By the fall of 2002, Childine had spread to forty-two cities, with preparatory work under way in another twelve. Mature franchises were now directly paired with start-ups to speed training. In addition, preparatory activities had become more sophisticated. “We do much more training with the police, health departments, Department of Telecommunications, and the chair of the Childline Advisory Board,” Jeroo said. “And we don’t launch formally until the service has been in operation for at least six months.”

The network had more than 120 organizations directly implementing the Childline service and over 2,000 providing assistance. By October 2002, Childline had fielded 2.7 million calls. The Ministry of Justice and Social Empowerment had consulted with Childline during the drafting of its most recent Five Year Plan. The government also had incorporated several Childline recommendations in revisions of India’s Juvenile Justice Act and mandated Childline as a lead child protection agency.

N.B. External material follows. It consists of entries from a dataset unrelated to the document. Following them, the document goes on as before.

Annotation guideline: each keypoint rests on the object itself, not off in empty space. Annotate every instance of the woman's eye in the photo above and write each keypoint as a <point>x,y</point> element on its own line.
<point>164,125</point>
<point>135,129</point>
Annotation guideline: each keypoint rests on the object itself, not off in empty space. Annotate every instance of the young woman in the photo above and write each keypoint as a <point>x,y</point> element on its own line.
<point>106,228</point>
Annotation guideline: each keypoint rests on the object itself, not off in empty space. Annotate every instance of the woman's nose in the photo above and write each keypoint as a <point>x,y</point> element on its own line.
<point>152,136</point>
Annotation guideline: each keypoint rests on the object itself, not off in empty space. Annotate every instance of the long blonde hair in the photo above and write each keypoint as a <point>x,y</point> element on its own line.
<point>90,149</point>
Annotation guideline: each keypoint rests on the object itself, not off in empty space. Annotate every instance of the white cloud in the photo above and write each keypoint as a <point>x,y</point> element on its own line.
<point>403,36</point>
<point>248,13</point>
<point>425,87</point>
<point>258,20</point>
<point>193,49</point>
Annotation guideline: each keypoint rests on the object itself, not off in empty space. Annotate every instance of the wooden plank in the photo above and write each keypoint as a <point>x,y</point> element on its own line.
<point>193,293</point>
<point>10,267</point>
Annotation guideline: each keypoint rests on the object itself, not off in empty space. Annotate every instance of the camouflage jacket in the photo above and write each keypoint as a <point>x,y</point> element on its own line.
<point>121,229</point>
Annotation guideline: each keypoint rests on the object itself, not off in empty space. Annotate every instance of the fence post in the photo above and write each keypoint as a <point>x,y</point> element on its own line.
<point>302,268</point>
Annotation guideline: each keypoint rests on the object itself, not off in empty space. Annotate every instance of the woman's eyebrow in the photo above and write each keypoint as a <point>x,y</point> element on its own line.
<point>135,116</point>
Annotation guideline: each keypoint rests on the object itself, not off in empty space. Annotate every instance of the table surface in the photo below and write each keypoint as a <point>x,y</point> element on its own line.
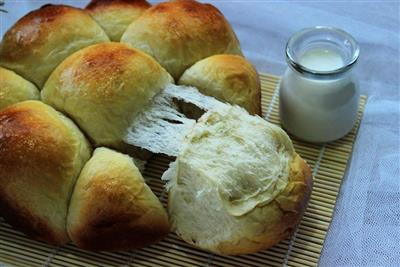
<point>365,230</point>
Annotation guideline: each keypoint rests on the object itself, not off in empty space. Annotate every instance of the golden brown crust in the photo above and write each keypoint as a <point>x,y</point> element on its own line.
<point>104,4</point>
<point>114,16</point>
<point>40,40</point>
<point>194,29</point>
<point>14,89</point>
<point>41,154</point>
<point>229,78</point>
<point>112,208</point>
<point>112,79</point>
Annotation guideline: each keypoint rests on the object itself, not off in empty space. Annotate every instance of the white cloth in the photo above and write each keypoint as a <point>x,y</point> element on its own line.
<point>365,230</point>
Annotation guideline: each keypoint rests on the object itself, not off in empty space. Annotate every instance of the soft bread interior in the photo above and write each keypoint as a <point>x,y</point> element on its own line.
<point>161,127</point>
<point>230,165</point>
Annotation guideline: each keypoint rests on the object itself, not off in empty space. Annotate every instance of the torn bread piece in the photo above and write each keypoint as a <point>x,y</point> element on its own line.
<point>161,127</point>
<point>237,185</point>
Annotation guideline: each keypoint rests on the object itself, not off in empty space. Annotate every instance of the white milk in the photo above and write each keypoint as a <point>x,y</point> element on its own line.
<point>318,109</point>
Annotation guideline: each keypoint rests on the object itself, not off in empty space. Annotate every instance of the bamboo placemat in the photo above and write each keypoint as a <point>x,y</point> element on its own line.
<point>303,248</point>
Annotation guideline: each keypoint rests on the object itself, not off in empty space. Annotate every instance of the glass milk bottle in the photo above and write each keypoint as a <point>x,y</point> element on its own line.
<point>318,93</point>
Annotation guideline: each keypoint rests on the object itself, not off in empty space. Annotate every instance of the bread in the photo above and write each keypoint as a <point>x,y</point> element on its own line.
<point>179,33</point>
<point>14,89</point>
<point>112,208</point>
<point>229,78</point>
<point>41,155</point>
<point>40,40</point>
<point>103,87</point>
<point>114,16</point>
<point>237,185</point>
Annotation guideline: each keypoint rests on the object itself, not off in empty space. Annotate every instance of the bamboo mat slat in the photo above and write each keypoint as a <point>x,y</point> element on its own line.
<point>303,248</point>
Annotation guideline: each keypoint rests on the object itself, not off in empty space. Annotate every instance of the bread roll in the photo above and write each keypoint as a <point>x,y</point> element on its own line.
<point>40,40</point>
<point>114,16</point>
<point>112,208</point>
<point>103,87</point>
<point>179,33</point>
<point>41,155</point>
<point>14,89</point>
<point>229,78</point>
<point>237,185</point>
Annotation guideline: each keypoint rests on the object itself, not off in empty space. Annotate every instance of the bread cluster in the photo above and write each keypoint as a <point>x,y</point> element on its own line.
<point>72,83</point>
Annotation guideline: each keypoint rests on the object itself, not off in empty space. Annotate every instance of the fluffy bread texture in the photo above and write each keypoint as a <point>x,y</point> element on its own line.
<point>112,208</point>
<point>114,16</point>
<point>161,127</point>
<point>103,87</point>
<point>14,89</point>
<point>40,40</point>
<point>237,185</point>
<point>179,33</point>
<point>41,154</point>
<point>228,78</point>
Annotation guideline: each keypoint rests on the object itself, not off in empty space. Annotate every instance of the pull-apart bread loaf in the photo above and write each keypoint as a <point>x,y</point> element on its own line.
<point>179,33</point>
<point>114,16</point>
<point>40,40</point>
<point>41,154</point>
<point>14,89</point>
<point>237,185</point>
<point>103,87</point>
<point>112,208</point>
<point>228,78</point>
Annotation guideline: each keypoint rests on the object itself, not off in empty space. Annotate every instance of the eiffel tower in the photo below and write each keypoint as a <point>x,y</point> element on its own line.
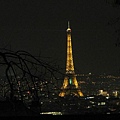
<point>70,84</point>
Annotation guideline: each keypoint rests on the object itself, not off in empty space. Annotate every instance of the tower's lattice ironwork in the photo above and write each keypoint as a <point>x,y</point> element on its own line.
<point>70,84</point>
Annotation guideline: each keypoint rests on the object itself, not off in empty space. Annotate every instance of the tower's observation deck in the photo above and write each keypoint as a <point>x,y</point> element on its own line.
<point>70,84</point>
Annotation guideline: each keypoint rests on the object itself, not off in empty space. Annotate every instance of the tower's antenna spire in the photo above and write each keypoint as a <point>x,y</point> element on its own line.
<point>68,24</point>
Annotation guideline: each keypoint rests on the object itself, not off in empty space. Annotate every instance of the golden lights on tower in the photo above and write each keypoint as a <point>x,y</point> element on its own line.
<point>70,84</point>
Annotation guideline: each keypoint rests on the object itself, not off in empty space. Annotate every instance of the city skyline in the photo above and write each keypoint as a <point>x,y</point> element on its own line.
<point>40,27</point>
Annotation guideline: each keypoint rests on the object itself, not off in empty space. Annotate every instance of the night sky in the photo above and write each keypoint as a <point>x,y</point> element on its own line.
<point>39,26</point>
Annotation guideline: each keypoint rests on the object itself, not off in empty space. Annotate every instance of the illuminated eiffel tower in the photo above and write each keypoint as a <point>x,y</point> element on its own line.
<point>70,84</point>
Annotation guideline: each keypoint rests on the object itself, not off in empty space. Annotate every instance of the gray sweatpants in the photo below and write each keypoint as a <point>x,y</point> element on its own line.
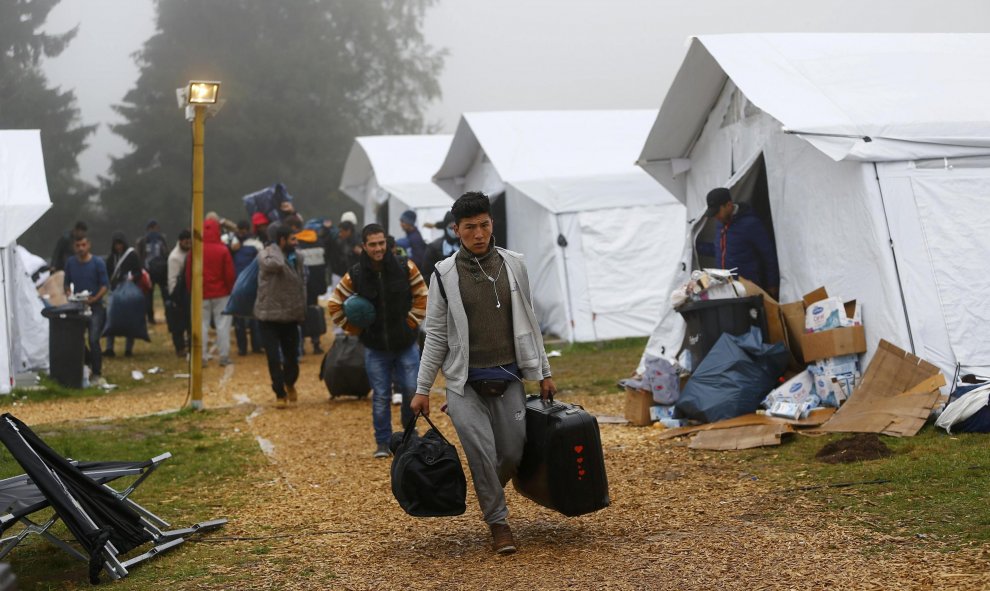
<point>492,431</point>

In 2001, Jeroo received international recognition for her work from the Schwab Foundation for Social Entrepreneurship. Later that year she made the decision to step down as Childline’s executive director. She remained on board until May 2002, easing back from her 100-hour workweek and watching how things progressed without her. Some of Childline’s board members felt her decision was premature. But she believed that Childline’s expansion had become a technical challenge and felt her energy could be better applied elsewhere.


The capacity to cause change grows in an individual over time as small-scale efforts lead gradually to larger ones. But the process needs a beginnings – a story, an example, an early taste of success – something along the way that helps a person form the belief that it is possible to make the world a better place. Those who act on that belief spread it to others. They are highly contagious. These stories must be told.